Regardless of what you do congratulations, get out of this horrid business while you can!


----------



## Kippington (Mar 13, 2018)

Nemo said:


> Ahhhh. I see.



Yes, and the FBI is the food and beverage industry! :laugh:


----------



## Duckfat (Mar 28, 2018)

I've known many over the years that left the kitchen to go into food sales. Better pay, better hours etc and you have a solid insight into what a Chef wants. Best of luck which ever path you choose.


Dave


----------



## Bacon king tone (May 8, 2018)

Why not look into becoming an instructor or nutritionist


----------



## Bacon king tone (May 8, 2018)

Maybe be a personal chef that pays well


----------



## tkern (May 8, 2018)

Maybe I should dedicate my time to padding my post counts on forums so it seems like I'm an engaged member while in actuality I'm just trying to sell some stuff?


----------



## WildBoar (May 8, 2018)

tkern said:


> Maybe I should dedicate my time to padding my post counts on forums so it seems like I'm an engaged member while in actuality I'm just trying to sell some stuff?

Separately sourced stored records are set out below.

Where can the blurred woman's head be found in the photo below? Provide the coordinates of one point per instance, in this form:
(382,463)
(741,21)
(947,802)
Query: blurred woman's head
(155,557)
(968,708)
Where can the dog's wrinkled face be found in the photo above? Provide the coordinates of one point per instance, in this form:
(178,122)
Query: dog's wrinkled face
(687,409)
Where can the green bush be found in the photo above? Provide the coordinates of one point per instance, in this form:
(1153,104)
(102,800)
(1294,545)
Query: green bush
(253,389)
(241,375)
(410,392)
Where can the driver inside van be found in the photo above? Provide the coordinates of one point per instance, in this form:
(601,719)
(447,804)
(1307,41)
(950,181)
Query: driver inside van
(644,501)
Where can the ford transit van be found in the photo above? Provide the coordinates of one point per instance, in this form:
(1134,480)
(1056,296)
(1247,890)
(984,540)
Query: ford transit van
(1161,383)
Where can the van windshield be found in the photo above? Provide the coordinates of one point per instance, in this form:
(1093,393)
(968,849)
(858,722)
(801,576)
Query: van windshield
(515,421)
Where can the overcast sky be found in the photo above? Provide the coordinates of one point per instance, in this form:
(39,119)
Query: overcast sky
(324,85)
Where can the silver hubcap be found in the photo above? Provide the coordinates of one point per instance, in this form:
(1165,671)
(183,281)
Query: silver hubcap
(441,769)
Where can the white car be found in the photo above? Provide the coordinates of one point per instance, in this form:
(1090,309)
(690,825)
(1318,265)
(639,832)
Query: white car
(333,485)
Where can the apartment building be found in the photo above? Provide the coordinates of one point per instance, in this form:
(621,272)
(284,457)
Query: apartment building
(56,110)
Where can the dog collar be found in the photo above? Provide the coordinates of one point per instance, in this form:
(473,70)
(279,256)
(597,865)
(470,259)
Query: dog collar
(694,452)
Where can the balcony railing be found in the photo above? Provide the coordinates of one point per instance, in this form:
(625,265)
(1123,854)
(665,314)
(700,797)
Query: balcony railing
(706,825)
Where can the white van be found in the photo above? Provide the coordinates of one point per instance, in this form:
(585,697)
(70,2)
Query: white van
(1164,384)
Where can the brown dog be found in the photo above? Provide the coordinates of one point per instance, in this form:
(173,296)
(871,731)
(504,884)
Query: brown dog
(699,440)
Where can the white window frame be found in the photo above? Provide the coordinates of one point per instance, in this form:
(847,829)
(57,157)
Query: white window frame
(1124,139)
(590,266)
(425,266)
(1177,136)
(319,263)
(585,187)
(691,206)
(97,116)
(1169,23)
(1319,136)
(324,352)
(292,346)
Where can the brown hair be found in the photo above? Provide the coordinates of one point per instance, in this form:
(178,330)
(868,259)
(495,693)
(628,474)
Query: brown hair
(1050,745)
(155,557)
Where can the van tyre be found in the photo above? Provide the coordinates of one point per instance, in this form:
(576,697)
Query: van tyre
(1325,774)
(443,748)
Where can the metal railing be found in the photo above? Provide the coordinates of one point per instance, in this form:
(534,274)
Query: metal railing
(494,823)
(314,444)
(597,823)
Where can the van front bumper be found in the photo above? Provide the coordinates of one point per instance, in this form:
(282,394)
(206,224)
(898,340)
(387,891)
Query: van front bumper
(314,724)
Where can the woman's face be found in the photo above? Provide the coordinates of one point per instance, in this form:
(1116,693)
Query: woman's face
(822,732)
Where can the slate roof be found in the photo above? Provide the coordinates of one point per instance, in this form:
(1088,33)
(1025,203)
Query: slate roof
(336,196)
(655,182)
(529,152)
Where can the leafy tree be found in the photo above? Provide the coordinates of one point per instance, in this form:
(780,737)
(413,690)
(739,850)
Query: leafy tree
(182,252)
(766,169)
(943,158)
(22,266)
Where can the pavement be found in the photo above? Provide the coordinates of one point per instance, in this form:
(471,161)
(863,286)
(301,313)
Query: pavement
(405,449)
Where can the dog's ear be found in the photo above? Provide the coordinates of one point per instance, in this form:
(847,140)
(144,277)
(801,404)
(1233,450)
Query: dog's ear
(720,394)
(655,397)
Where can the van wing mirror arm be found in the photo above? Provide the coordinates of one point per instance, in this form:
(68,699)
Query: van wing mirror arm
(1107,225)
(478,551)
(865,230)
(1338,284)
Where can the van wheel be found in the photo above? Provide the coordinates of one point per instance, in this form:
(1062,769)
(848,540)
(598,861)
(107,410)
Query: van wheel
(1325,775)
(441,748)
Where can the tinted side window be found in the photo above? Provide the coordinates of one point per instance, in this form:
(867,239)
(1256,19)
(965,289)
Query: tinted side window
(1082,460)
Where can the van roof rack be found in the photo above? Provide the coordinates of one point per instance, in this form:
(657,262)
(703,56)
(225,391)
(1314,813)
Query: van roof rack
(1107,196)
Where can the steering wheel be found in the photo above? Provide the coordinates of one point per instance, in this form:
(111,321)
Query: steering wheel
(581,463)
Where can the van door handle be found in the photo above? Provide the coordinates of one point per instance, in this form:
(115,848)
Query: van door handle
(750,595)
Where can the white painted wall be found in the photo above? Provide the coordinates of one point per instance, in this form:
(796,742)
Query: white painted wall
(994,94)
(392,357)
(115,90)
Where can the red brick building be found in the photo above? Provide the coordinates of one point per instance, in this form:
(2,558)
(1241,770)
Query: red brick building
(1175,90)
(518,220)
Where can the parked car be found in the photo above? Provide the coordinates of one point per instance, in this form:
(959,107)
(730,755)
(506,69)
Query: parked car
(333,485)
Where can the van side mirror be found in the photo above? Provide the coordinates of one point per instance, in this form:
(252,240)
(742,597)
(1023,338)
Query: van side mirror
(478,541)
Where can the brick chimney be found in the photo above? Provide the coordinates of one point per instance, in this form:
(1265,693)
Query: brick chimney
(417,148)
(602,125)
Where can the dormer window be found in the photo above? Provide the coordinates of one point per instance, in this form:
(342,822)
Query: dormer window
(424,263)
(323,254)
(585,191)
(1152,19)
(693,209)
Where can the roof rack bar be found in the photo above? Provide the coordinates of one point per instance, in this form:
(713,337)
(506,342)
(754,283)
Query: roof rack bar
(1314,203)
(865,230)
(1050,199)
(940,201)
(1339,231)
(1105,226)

Sounds like it could be quite profitable, so I say go for it.


----------



## panda (May 9, 2018)

make sure you list for twice the price you bought it for


----------



## Ochazuke (Sep 3, 2018)

Get in to the food truck business and make the festival circuit. More money, less hours, travel as much of the country as you want, and work when you want.

I’ve known a couple for restaurant chefs to do it and haven’t looked back.


----------



## Stx00lax (Sep 5, 2018)

Ochazuke said:


> Get in to the food truck business and make the festival circuit. More money, less hours, travel as much of the country as you want, and work when you want.
> 
> I’ve known a couple for restaurant chefs to do it and haven’t looked back.



That is exactly what I did. It is absolutely not as easy as it sounds, but once you are established, It so far doesn't suck. Although, I am not sure about the less hours part.


----------



## quantumcloud509 (Sep 6, 2018)

Make some kids and keep the old lady around so she can work a job which pays twice what you were making.


----------